Powell's broadband project has another economic fringe benefit: TCT West has been hiring Powell residents for customer service, installation and tech support.
The first step toward improving the nation's broadband infrastructure is finding out where the problem spots are. Some $350 million of the Recovery Act's $7.2 billion funding pool has been earmarked to map the country's broadband use and highlight which regions have high-quality access. The idea was put forward in a bill signed by President Bush last year, but the measure didn't allocate any funding for the initiative. The money showed up in President Obama's stimulus package.
Drew Clark, executive director of BroadbandCensus.com, a trade publication tracking the broadband stimulus funding, says better mapping data could be a boon for small businesses.
"A public and transparent map will be useful to helping businesses invest," he says. "You want to locate your business where there is broadband or where there's likely to be broadband. You need to know where the interstate highway type of connections are and where the dirt roads are."

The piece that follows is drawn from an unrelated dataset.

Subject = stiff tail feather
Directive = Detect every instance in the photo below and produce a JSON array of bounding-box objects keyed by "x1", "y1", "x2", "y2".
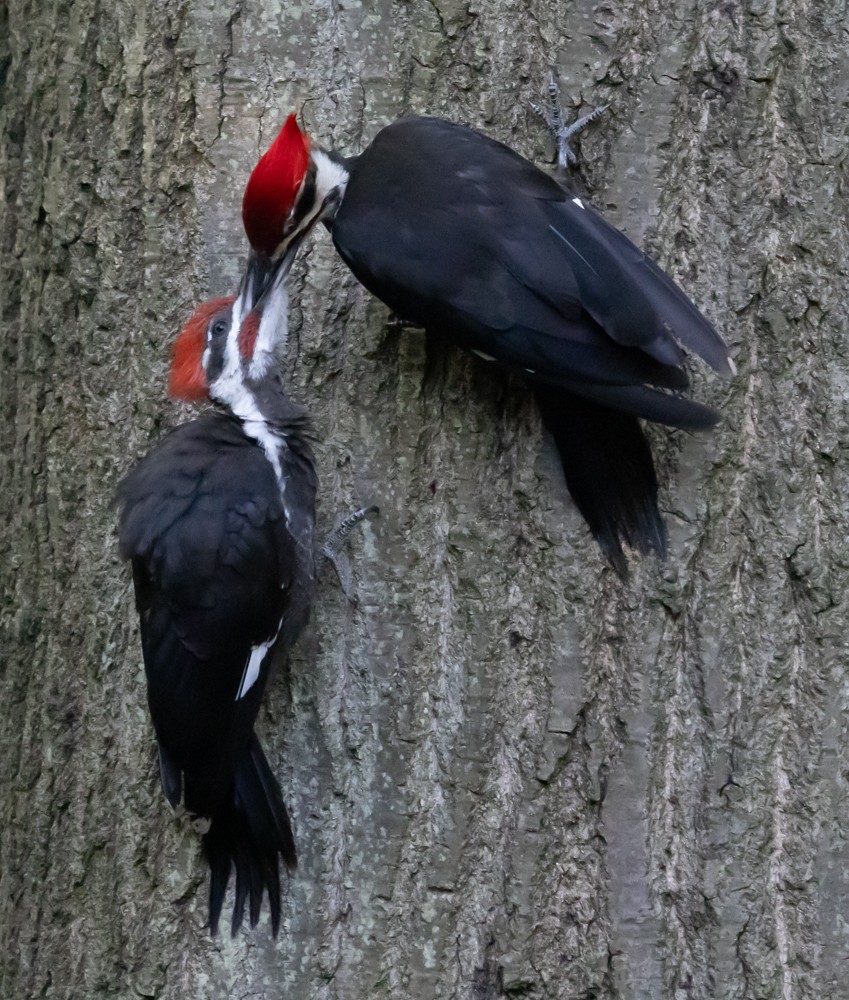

The Federal Communications Commission has also been charged with presenting lawmakers with a national broadband plan by Feb. 17, 2010. One of its goals is to get affordable broadband to as many people as possible. The FCC is taking a flood of public comments on the matter and must digest them as part of putting together its recommendations. The issues it is grappling with include defining terms like "affordable broadband" and "underserved."
"We can restore economic vitality to underserved areas that for decades have not had the benefit of this IT knowledge base," says MAIN's Bowen. "People like [Microsoft cofounder] Bill Gates and others in Silicon Valley are bright people, but they had access to social capital to incubate and nurture them. The social capital has been drained out of rural America for several decades now. We can fix that."